SUPREME COURT OF ARKANSAS

No. CV-18-309

 

 

 

ARKANSAS STATE PLANT BOARD AND TERRY WALKER, IN HIS OFFICIAL CAPACITY AS DIRECTOR OF THE Arkansas STATE PLANT BOARD

APPELLANTS/CROSS-APPELLEES

 

V.

 

MICHAEL MCCARTY, PERRY GALLOWAY, MATT SMITH, GREG HART, ROSS BELL, AND BECTON BELL

APPELLEES/CROSS-APPELLANTS

 

 

Opinion Delivered: June 13, 2019

 

 

APPEAL FROM THE PULASKI

COUNTY CIRCUIT COURT

[no. 60CV-17-6539]

 

HONORABLE TIMOTHY D. FOX, JUDGE

 

 

DISMISSED as moot ON DIRECT APPEAL; DISMISSED IN PART as moot and REVERSED IN PART ON CROSS-APPEAL; and Remanded.

 

COURTNEY HUDSON GOODSON, Associate Justice

 

            Appellants/cross appellees Arkansas State Plant Board and Terry Walker, in his official capacity as the director of the Arkansas State Plant Board (the Board), appeal the Pulaski County Circuit Court’s April 3, 2018 order declaring that the Board’s April 15, 2018, dicamba cutoff rule is “void ab initio,” and “null and void.”  Appellees/cross appellants, who are farmers Michael McCarty, Perry Galloway, Matt Smith, Greg Hart, Ross Bell, and Becton Bell (the Farmers), appeal the same order’s dismissing with prejudice their first amended complaint on the basis of the Board’s sovereign immunity.  We dismiss the direct appeal as moot and dismiss as moot in part and reverse in part on cross appeal, and remand for further proceedings.

I.  Background

            The Board approves and regulates herbicides that Arkansas farmers may use to combat invasive plant species.  Arkansas row crop farmers struggle with competition from Palmer amaranth, which is commonly known as pigweed.  Over the years, pigweed has developed a resistance to traditional herbicides.  Dicamba-based herbicides effectively control pigweed but may only be used on plants grown from seed produced specifically to resist dicamba. 

            Dicamba is highly volatile, meaning that it has a tendency to evaporate and fall off-target and damage other plants that are not dicamba resistant.  Dicamba was not approved for in-crop application in 2016.  In 2017, the Board approved the use of what were believed to be less volatile formulations of dicamba-based herbicides for in-crop application.  However, in 2017, the Board began investigating an unprecedented number of complaints of off-target dicamba herbicide injury.  There was some dispute as to whether the improved dicamba-based herbicides were properly applied, or even if other dicamba-based herbicides were used.  The Board therefore appointed a “Dicamba Task Force” to address the increased number of complaints and to propose rules for the use of dicamba by Arkansas farmers for the 2018 crop year.  Pursuant to the task force’s recommendations, the Board proposed a new rule that would prohibit the use of dicamba from April 16 through October 31 of each year. 
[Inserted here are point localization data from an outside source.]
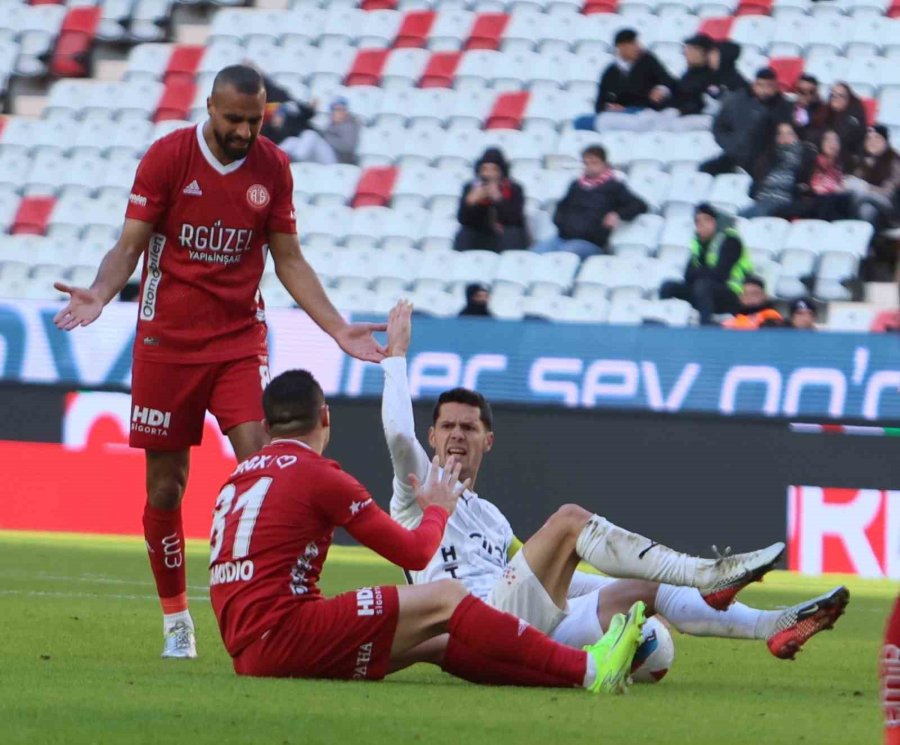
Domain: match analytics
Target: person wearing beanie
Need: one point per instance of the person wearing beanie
(715, 274)
(492, 208)
(746, 119)
(877, 179)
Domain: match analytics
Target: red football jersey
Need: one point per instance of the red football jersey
(200, 299)
(272, 526)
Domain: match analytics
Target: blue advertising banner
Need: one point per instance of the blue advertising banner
(776, 372)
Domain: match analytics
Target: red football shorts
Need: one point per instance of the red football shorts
(169, 400)
(347, 637)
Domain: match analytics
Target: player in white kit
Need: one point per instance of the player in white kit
(538, 580)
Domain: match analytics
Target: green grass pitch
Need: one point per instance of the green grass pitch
(81, 637)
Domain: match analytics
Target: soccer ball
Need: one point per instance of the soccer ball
(655, 654)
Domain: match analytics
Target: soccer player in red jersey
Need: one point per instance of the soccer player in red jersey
(273, 524)
(890, 677)
(208, 204)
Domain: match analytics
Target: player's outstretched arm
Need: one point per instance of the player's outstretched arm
(299, 279)
(407, 454)
(86, 303)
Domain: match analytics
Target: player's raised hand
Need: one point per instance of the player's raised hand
(83, 308)
(356, 340)
(441, 487)
(399, 329)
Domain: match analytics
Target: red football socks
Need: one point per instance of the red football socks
(461, 661)
(890, 678)
(164, 534)
(503, 638)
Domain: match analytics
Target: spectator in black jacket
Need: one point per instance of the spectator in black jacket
(594, 206)
(746, 118)
(492, 208)
(715, 274)
(781, 174)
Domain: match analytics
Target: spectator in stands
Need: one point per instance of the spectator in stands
(802, 314)
(693, 88)
(745, 120)
(781, 173)
(876, 179)
(846, 115)
(827, 198)
(715, 274)
(492, 208)
(594, 206)
(757, 308)
(810, 111)
(726, 79)
(478, 295)
(342, 132)
(634, 84)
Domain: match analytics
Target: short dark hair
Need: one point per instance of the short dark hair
(625, 36)
(243, 78)
(292, 402)
(598, 151)
(469, 398)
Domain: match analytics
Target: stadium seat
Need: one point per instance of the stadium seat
(32, 215)
(414, 29)
(440, 70)
(375, 187)
(367, 67)
(508, 111)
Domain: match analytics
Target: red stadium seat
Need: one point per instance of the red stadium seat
(508, 110)
(183, 62)
(375, 187)
(788, 70)
(414, 29)
(33, 215)
(72, 54)
(600, 6)
(487, 31)
(367, 67)
(176, 100)
(440, 70)
(718, 28)
(754, 8)
(871, 107)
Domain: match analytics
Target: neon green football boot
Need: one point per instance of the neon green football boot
(614, 652)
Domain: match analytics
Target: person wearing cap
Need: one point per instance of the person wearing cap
(635, 82)
(477, 296)
(747, 117)
(492, 208)
(876, 179)
(757, 309)
(342, 132)
(715, 274)
(802, 314)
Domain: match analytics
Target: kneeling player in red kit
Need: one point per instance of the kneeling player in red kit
(273, 524)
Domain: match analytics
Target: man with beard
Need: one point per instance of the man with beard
(207, 206)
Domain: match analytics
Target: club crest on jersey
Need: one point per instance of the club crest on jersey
(258, 196)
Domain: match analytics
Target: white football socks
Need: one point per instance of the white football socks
(623, 554)
(688, 612)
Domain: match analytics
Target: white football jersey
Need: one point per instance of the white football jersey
(476, 541)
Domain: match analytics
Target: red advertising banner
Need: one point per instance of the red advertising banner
(854, 531)
(94, 483)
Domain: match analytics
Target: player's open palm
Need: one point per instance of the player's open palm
(441, 487)
(356, 340)
(84, 307)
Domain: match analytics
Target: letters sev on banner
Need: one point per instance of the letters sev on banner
(854, 531)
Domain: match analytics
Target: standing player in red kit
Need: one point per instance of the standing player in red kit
(890, 677)
(273, 523)
(208, 204)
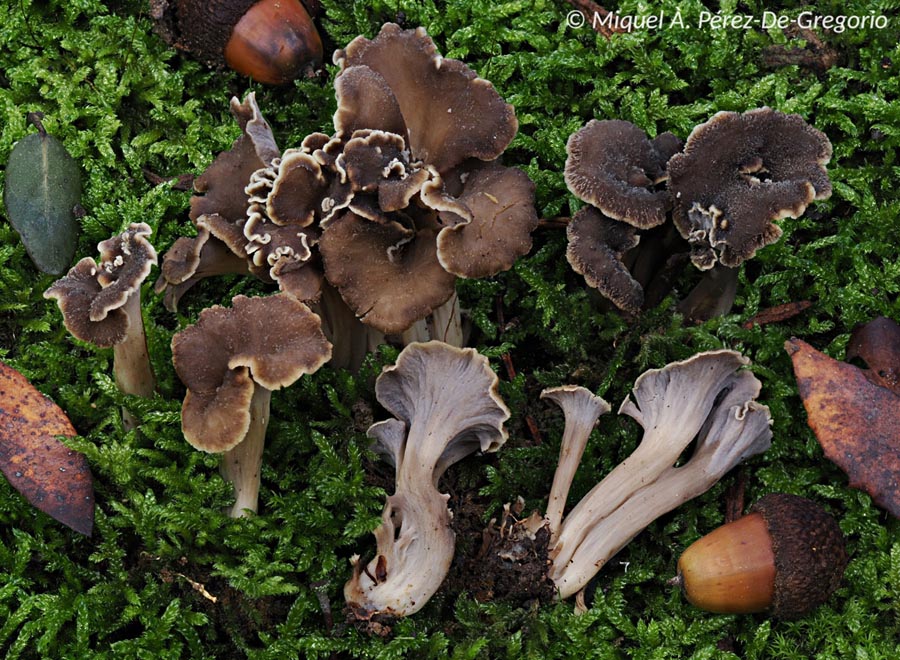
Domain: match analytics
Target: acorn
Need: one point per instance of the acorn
(785, 557)
(272, 41)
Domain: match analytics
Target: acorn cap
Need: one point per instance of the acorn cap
(809, 553)
(210, 24)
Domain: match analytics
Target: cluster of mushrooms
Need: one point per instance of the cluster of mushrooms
(365, 231)
(724, 188)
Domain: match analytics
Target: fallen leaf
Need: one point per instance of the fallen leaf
(878, 344)
(856, 422)
(52, 477)
(42, 189)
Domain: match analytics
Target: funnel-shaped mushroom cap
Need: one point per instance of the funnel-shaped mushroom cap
(596, 247)
(446, 406)
(389, 276)
(739, 173)
(92, 296)
(500, 201)
(613, 166)
(448, 112)
(266, 342)
(222, 184)
(450, 391)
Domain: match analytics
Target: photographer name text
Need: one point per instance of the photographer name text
(705, 20)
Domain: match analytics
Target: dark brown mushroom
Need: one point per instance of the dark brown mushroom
(613, 166)
(230, 361)
(738, 174)
(449, 113)
(220, 193)
(500, 202)
(388, 275)
(597, 245)
(101, 304)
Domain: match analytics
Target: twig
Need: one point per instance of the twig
(777, 313)
(506, 358)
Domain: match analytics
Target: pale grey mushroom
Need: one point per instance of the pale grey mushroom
(707, 397)
(446, 406)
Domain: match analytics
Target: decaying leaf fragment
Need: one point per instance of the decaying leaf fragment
(856, 421)
(52, 477)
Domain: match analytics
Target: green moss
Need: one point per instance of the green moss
(125, 104)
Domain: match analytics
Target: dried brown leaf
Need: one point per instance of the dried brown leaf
(856, 421)
(878, 343)
(52, 477)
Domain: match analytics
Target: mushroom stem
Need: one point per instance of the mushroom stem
(712, 296)
(740, 431)
(707, 397)
(443, 324)
(131, 360)
(241, 466)
(582, 410)
(351, 338)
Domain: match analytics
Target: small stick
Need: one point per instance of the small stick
(777, 313)
(511, 374)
            The Farmers used dicamba-based herbicide in 2017 and wished to use herbicide formulations containing dicamba in 2018.  On September 29, 2017, the Farmers filed a petition for rulemaking.  In their petition, the Farmers sought (1) the implementation of a May 25 cutoff date for dicamba application, (2) a requirement that there be a one-mile buffer between a dicamba application and any growing crop that is susceptible to dicamba injury, unless the applicator receives a written waiver for the application, (3) the creation of a special application permit for the growing season use of dicamba in circumstances of severe pigweed infestation; and (4) the instatement of a requirement that any individual or entity applying dicamba after April 15 must carry a mandatory liability insurance policy in the amount of $500,000.  The Board denied the petition on October 19, 2017. 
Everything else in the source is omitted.